Unfortunately, Target Canada didn't catch on with consumers. Initially, Target Canada racked up impressive sales growth, but this was largely because of deep discounting that resulted in massive losses. In my last review of Target, I suggested it would be better to shut Target Canada down and refocus on the United States.

On January 15, Target did exactly that. Here's why Target's strategic shift is the right move, and what's in store for investors going forward.

Missing the Target
Target announced it will close all 133 Canadian stores. This is a difficult decision in the near term, because Target will incur $5.4 billion in pre-tax losses in the fourth quarter from costs associated with the exit as well as sizable impairments.
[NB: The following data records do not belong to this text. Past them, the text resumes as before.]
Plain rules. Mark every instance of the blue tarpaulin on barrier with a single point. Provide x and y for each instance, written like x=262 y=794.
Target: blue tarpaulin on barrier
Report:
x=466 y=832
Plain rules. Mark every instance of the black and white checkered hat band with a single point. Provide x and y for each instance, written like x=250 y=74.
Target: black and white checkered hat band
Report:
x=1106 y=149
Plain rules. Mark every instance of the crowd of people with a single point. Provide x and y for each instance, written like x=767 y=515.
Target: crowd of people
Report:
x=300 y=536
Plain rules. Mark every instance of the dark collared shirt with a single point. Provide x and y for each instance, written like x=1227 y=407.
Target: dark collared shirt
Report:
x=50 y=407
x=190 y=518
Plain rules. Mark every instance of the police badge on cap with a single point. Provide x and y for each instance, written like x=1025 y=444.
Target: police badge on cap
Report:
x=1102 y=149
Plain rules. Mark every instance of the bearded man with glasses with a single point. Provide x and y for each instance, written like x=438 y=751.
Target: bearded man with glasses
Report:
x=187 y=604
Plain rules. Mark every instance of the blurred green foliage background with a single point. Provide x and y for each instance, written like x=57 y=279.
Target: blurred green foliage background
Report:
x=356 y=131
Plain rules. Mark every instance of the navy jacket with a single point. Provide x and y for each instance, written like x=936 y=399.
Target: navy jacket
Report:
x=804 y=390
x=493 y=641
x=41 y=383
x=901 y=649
Initially, Target Canada was able to bring shoppers through the door because of the significant promotional activity associated with the stores' grand openings. Whereas Target Canada racked up $1.3 billion in sales in the past three quarters, which was 90% growth from the same period the year before, Target Canada lost $627 million in the same period in earnings before interest and taxes.

And, once the promotional activity ended, shoppers in Canada didn't return. This dynamic was evident in poor same-store sales numbers -- the metric that analyzes a retailer's sales from stores that are at least one year old. Over the past three quarters, Target Canada's same-store sales declined 3.3% year over year. Equally concerning is that profitability wasn't likely to happen any time soon. Target Canada would not have been profitable until 2021, at the earliest.

The takeaway for investors is that sometimes, it's wise to cut your losses when a once-promising strategy isn't working. It made little sense to continue investing aggressively and booking huge losses for such a long time. Now that investors can finally close the book on the Canada experiment, here's what should be in focus moving forward.

Back to basics
Target's future core initiatives will refocus on U.S. growth. Without the Canadian stores utilizing resources, Target is free to invest more in the U.S. market, where growth is much more promising. This will be accomplished through two core strategies, which are growth in a new store format, as well as through new channels.

First, Target is in the early stages of building out its Target Express and City Target small-store concepts to boost sales in urban areas and big cities, which big-box retail has not yet fully penetrated.


This is a smart strategy, since the small-store format has been a success for WalMart. (Its smaller Neighborhood stores posted 5.5% same-store growth last quarter, which was well above its overall 0.5% comparable growth in the United States.) For discount retail, inner-city shoppers are a major opportunity, and since Target only operates eight Target City stores and one Target Express store right now, there is certainly room for growth.

In addition, digital sales, fueled by mobile, can bring Target growth. Online sales jumped 30% last quarter, and mobile traffic soared 50%, which represented significant acceleration from the previous quarter. Conversion was solid as well, as digital growth contributed 60 basis points to Target's U.S. comps last quarter. This success likely continued in the fourth quarter. Target announced a number of initiatives to drive further gains in mobile, like free shipping on all online orders during the holiday season, as well as in-store pickups at all U.S. stores.

Target is back on track
While the decision to leave Canada will result in significant near-term costs, it was the right call. The plan simply didn't work as intended, and it left Target with huge losses and diverted valuable resources away from its more important initiatives such as mobile growth and building up the small-store format. Plus, Target anticipates the closure of its Canadian stores will increase earnings as soon as this year. The key takeaway for investors is that management made the necessary decision to right the ship, and Target is back on track.